This is the official repository to the paper "Action abstractions for amortized sampling" by Oussama Boussif, Léna Néhale Ezzine, Joseph D Viviano, Michał Koziarski, Moksh Jain, Nikolay Malkin, Emmanuel Bengio, Rim Assouel and Yoshua Bengio.
We introduce ActionPiece, a method for discovering action abstractions in reinforcement learning (RL) and generative flow networks (GFlowNets) to improve exploration and credit assignment in long-horizon tasks.

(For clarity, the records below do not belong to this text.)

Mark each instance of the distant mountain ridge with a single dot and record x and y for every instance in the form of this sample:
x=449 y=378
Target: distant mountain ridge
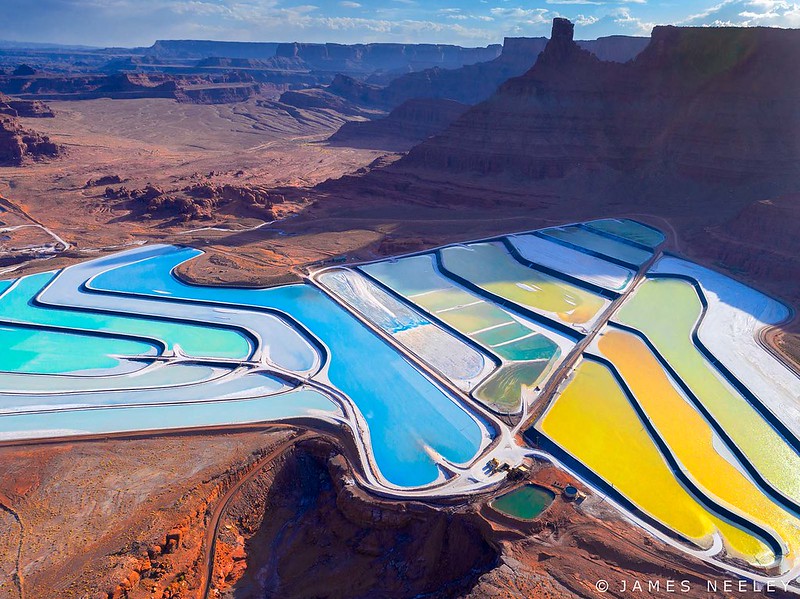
x=474 y=83
x=708 y=103
x=330 y=57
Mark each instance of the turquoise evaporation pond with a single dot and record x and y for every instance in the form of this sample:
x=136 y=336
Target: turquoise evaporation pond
x=525 y=503
x=594 y=242
x=406 y=413
x=195 y=341
x=38 y=351
x=132 y=419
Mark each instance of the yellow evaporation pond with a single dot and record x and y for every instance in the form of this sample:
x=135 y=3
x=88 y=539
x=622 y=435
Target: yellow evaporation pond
x=595 y=423
x=492 y=268
x=690 y=437
x=666 y=310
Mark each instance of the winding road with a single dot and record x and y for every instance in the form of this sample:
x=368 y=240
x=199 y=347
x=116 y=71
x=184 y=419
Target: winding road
x=210 y=541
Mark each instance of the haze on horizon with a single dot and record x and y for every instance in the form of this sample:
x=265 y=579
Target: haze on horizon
x=463 y=22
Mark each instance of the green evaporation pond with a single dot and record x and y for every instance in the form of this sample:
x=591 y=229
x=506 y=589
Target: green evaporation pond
x=52 y=352
x=504 y=388
x=525 y=503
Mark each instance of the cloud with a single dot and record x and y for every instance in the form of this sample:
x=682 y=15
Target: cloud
x=748 y=13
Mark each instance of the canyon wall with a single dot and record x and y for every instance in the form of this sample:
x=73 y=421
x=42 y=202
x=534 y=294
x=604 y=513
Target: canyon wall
x=710 y=104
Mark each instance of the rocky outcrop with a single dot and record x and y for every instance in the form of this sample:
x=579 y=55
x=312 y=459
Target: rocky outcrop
x=306 y=515
x=18 y=144
x=407 y=125
x=474 y=83
x=198 y=49
x=616 y=48
x=217 y=93
x=317 y=98
x=197 y=201
x=24 y=108
x=368 y=58
x=708 y=104
x=761 y=241
x=83 y=87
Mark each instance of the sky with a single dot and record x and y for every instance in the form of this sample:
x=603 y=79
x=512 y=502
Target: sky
x=463 y=22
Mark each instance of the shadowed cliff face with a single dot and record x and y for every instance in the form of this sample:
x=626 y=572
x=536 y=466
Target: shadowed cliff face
x=707 y=104
x=321 y=538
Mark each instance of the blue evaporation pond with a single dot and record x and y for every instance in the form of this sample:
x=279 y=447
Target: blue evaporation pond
x=131 y=419
x=196 y=341
x=406 y=413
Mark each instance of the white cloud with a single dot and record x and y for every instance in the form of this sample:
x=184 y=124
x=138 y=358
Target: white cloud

By iteratively identifying and chunking frequently used action subsequences, our approach enhances sample efficiency and mode discovery, particularly in entropy-seeking RL. Empirical results show improved performance in discovering diverse high-reward states, with learned abstractions capturing the latent structure of the action space.
If you use this codebase, or otherwise found our work valuable, please cite ActionPiece
@inproceedings{Boussif2024action,
title = {Action abstractions for amortized sampling},
author = {Oussama Boussif and Lena Nehale Ezzine and Joseph D Viviano and Michał Koziarski and Moksh Jain and Nikolay Malkin and Emmanuel Bengio and Rim Assouel and Yoshua Bengio},
year = {2024},
url = {https://openreview.net/forum?id=ispjankYab&referrer=%5Bthe%20profile%20of%20Oussama%20Boussif%5D(%2Fprofile%3Fid%3D~Oussama_Boussif1)}
}
This project requires python>=3.10
. To install, we recommend first setting up a virtual environment of your choice, and then pip installing this package:
pip install -e .
Experiment runs can be found in sbatch_scripts/
. Runs are run via main.py
and all
options are handled by hydra
. See below for an example.
python main.py seed=42 environment=bit_sequence algo=tb_gfn trainer.max_epochs=1000 environment.max_len=128 algo.replay_buffer.cutoff_distance=25 algo.reward_temperature=0.3333 logger.wandb.name="prioritized-len-128"
To make some datasets available, make sure to add this to your environment.
#!/bin/bash
export CHUNKGFN_DATA="/path/to/code/chunk-gfn/data"
to download those datasets, look in
/path/to/code/chunk-gfn/data/${dataset}/download.sh
.
The logging directory is determined in configs/paths/default.yaml
it is by default
log_dir: ${oc.env:PROJECT_DIR}/logs/
and could be changed if to any location in
your environment if desired.
When using SLURM
, the system will automatically define the following environment variables and our code expects them to be defined. When not using slurm, SLURM_JOB_ID
and SLURM_JOB_NAME
will be automatically generated. This will determine the log directory.